Mr Murphy wanted to hand Dean James Simpson a longer disqualification for driving with methamphetamine in his system.
Mr Tilley said he shared Mr Murphy’s frustration, who predicted the number of drug-drivers appearing in court would, before long, outnumber drink-drivers.
“I share Mr Murphy’s concerns, and certainly the government has to recognise and apply appropriate penalties to this now-recognised problem,” he said.
“It has been a problem for a long time.”
Mr Tilley said he was confident the government properly understood issues related to methamphetamine, cannabis and heroin.
“We also need to recognise impairment from the abuse of pharmaceutical products,” he said.
Simpson, 27, pleaded guilty to driving while having a prescribed concentration of a drug.
Police stopped him in Pearce Street, Wodonga, on February 7.
A preliminary breath test produced a negative result, but an oral fluid sample tested positive for either methamphetamine or cannabis.
A further test in Melbourne was positive for methamphetamine.
Mr Tilley said Wodonga police did not always have more oral drug test kits on hand and more funding was needed to provide them.
“There was a period when they couldn’t test drivers,” he said.
Mr Tilley, a former policeman, has first-hand knowledge of drug-driver testing in Victoria.
“I was one of the first 120 drug testers in the state when drug legislation came in,” he said.

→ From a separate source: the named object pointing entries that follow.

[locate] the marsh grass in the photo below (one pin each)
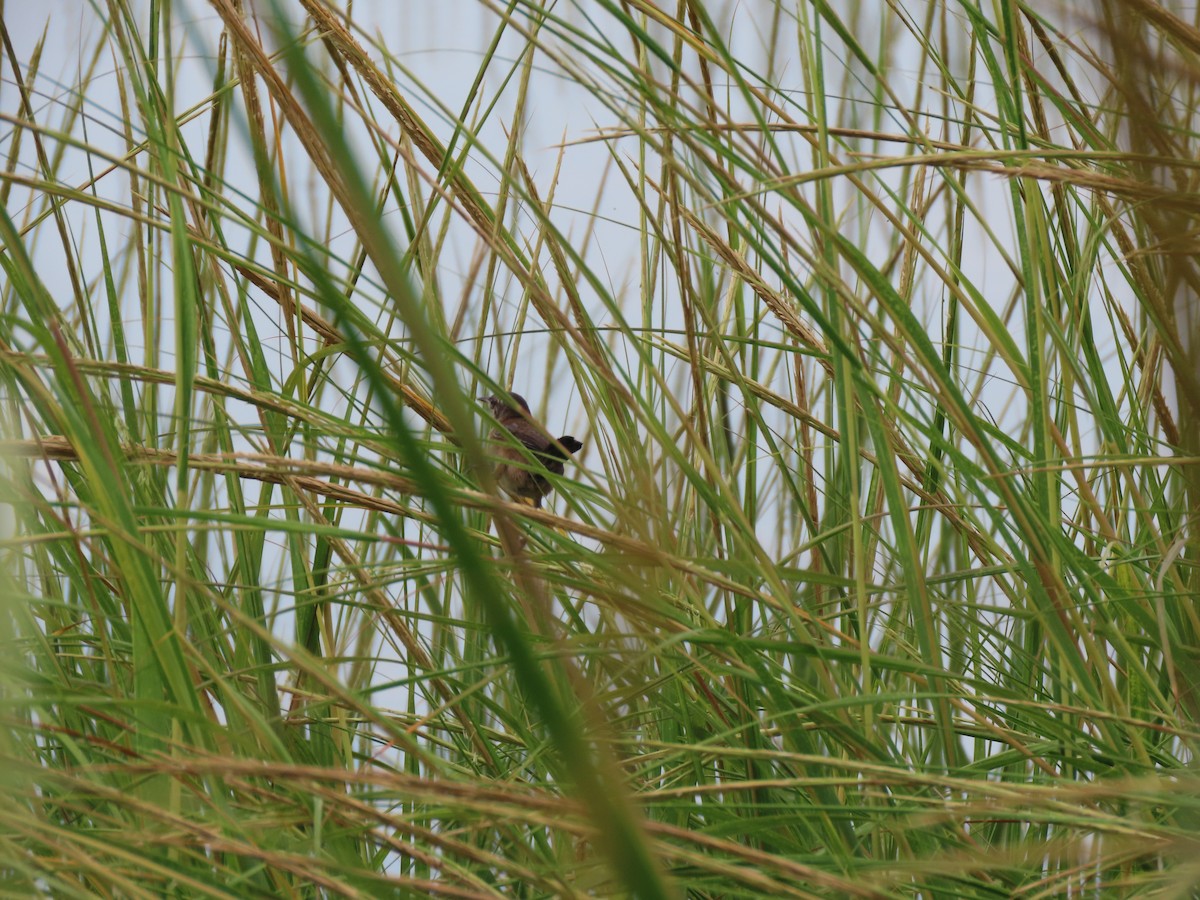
(876, 576)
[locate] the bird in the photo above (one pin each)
(521, 472)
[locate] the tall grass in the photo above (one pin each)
(876, 575)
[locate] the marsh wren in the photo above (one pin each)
(521, 472)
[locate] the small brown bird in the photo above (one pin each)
(517, 474)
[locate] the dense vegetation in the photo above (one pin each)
(876, 576)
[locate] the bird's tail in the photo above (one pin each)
(565, 443)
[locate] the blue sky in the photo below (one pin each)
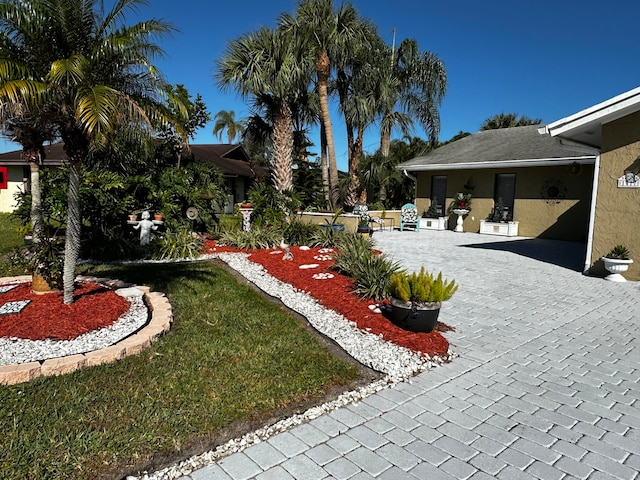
(544, 60)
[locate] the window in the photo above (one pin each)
(504, 193)
(439, 193)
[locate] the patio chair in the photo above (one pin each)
(409, 217)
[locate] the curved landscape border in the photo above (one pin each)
(159, 324)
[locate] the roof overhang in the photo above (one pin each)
(585, 127)
(536, 162)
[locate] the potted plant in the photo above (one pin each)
(616, 262)
(431, 218)
(461, 206)
(416, 299)
(498, 222)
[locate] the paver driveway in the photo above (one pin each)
(547, 384)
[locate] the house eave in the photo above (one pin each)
(537, 162)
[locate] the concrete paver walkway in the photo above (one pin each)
(547, 384)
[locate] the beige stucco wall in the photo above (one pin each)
(616, 215)
(565, 219)
(15, 184)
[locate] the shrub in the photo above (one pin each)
(178, 245)
(299, 233)
(619, 252)
(254, 239)
(421, 287)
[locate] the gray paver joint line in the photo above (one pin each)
(545, 385)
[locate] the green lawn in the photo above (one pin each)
(9, 240)
(231, 357)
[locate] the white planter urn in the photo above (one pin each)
(461, 212)
(616, 267)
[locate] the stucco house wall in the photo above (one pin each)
(564, 217)
(617, 209)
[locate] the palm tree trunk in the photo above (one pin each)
(37, 224)
(323, 71)
(324, 164)
(72, 240)
(282, 171)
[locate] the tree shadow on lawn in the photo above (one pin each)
(569, 255)
(161, 277)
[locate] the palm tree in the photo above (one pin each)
(269, 68)
(226, 120)
(102, 78)
(24, 46)
(326, 33)
(412, 85)
(508, 120)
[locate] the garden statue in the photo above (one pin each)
(145, 225)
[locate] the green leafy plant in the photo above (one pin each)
(253, 239)
(497, 213)
(299, 233)
(421, 287)
(619, 252)
(178, 245)
(461, 201)
(370, 270)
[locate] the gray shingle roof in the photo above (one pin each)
(500, 145)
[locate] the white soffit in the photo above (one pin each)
(586, 126)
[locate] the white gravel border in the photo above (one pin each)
(18, 350)
(398, 363)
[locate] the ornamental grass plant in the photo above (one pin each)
(421, 287)
(232, 358)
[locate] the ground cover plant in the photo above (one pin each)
(10, 239)
(218, 373)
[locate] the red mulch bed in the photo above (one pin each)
(47, 317)
(337, 294)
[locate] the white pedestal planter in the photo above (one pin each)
(461, 212)
(616, 267)
(507, 229)
(439, 223)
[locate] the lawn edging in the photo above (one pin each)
(159, 323)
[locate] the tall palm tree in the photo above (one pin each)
(102, 78)
(24, 48)
(412, 85)
(326, 32)
(269, 68)
(226, 120)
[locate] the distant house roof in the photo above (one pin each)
(585, 127)
(53, 155)
(231, 159)
(503, 147)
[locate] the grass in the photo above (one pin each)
(9, 240)
(231, 357)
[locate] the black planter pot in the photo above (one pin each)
(414, 318)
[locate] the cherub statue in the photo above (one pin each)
(145, 225)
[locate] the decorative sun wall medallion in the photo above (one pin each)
(629, 180)
(553, 191)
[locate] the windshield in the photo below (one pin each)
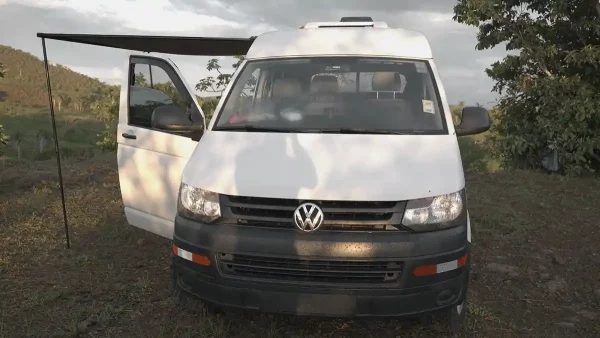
(334, 95)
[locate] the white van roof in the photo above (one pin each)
(341, 39)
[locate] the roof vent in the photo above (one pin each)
(347, 22)
(356, 19)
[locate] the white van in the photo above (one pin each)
(329, 181)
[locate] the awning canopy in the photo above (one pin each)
(181, 45)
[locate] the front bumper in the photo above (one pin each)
(409, 295)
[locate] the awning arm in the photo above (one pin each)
(56, 147)
(180, 45)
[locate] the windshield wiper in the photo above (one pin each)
(362, 131)
(247, 127)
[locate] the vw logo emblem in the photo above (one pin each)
(308, 217)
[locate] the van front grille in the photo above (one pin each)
(305, 270)
(338, 215)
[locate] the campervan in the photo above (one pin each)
(329, 181)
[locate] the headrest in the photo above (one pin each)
(324, 84)
(386, 81)
(288, 87)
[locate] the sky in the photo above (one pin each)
(460, 65)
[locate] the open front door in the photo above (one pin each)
(150, 161)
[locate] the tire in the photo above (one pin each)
(453, 319)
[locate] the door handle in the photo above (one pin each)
(131, 136)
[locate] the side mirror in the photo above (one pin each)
(172, 118)
(475, 120)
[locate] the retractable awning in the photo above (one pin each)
(180, 45)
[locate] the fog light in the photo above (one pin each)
(196, 258)
(426, 270)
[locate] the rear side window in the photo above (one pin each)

Mr Tilley said that before then if alcohol was present police did not prosecute for drugs — even if both drugs and alcohol were present.
He said testing for drugs was not as simple as for a driver’s prescribed concentration of alcohol.
“It is a bit more technical, but I share Mr Murphy’s frustrations and I do know the government is exploring the appropriate way to address the issue confronting us with driving whilst drug impaired,” he said.